Vaciló. Milton llevaba una pistola aturdidora. Si Jewell era espía y se abalanzaba sobre ellos con un cuchillo de carnicero, podrían inmovilizar a la vieja bruja.

– No, Milton, quédate donde estás. Seguro que no es nada. -Caleb empujó la puerta y entró.

El salón estaba vacío, igual que la pequeña cocina. Había una sartén en los fogones con trocitos de cebolla y algo parecido a carne picada, que era a lo que olía la estancia. En el fregadero había un plato, una taza y un tenedor sucios. Al volver a pasar por el salón, cogió un candelabro de latón pesado como arma y avanzó lentamente por el pasillo. Llegó al cuarto de baño y miró al interior. La tapa del inodoro estaba bajada, la cortina de baño descorrida y ningún cadáver ensangrentado en la bañera. No miró en el botiquín sobre todo porque no quería ver su expresión horrorizada en el espejo.

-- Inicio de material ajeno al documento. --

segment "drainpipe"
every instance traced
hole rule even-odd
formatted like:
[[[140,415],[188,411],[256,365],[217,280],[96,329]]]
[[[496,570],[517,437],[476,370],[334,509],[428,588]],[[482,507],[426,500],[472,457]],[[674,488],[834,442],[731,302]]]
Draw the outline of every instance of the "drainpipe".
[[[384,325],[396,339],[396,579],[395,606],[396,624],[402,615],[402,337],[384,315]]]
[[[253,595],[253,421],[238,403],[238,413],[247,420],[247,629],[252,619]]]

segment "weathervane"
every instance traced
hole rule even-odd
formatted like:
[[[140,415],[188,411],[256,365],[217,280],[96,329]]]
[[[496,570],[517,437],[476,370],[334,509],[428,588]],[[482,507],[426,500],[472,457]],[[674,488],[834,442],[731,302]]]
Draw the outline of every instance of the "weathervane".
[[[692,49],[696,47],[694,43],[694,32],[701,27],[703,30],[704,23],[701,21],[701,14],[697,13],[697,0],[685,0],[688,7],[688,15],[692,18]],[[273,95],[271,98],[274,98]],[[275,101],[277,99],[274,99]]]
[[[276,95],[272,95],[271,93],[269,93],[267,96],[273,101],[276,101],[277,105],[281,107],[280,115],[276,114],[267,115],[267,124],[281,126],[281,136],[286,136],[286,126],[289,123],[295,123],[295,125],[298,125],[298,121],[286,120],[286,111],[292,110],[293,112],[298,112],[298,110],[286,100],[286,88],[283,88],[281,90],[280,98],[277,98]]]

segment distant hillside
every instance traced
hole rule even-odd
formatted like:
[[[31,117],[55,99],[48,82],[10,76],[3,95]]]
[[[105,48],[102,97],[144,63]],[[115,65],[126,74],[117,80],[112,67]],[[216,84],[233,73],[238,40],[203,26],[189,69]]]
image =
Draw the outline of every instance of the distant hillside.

El primer dormitorio estaba vacío, y el pequeño armario, lleno de toallas y sábanas.

Sólo quedaba una habitación. Levantó el candelabro por encima de su cabeza y abrió la puerta ayudándose del pie. Estaba oscuro y tardó unos momentos en acostumbrarse a la penumbra. Se quedó sin respiración. Había un bulto bajo la colcha.

– Hay alguien en la cama. Tiene la cara tapada con la colcha -susurró.

– ¿Está muerta? -preguntó Milton.

– No lo sé, pero ¿por qué iba a dormir con la cara tapada con la colcha?

– ¿Llamo a la policía?

– Espera un momento.

En la habitación había un pequeño armario con la puerta entreabierta. Caleb se hizo a un lado con el candelabro preparado. También utilizó el pie para abrir la puerta y luego se echó hacia atrás de un salto. Había un perchero con ropa y ni rastro de un asesino.

Volvió a la cama con el corazón latiéndole a mil por hora y se preguntó si no debía decirle a Milton que pidiera una ambulancia para él. Se miró las manos temblorosas.

– Vale, vale, un cadáver no puede hacerte daño.

De todos modos no quería verla, no de ese modo. De repente cayó en la cuenta de una cosa. Si la habían matado, él tenía parte de culpa por haberle cogido las gafas y desenmascararla. Esta idea sombría le deprimió pero en cierto modo también le tranquilizó.

– Lo siento, Jewell, aun en caso de que fueras espía -susurró con solemnidad.

Sujetó el extremo de la colcha y la apartó.

Se encontró a un hombre muerto. Era Norman Janklow, el amante de Hemingway y bestia negra de Jewell English en la sala de lectura de Libros Raros.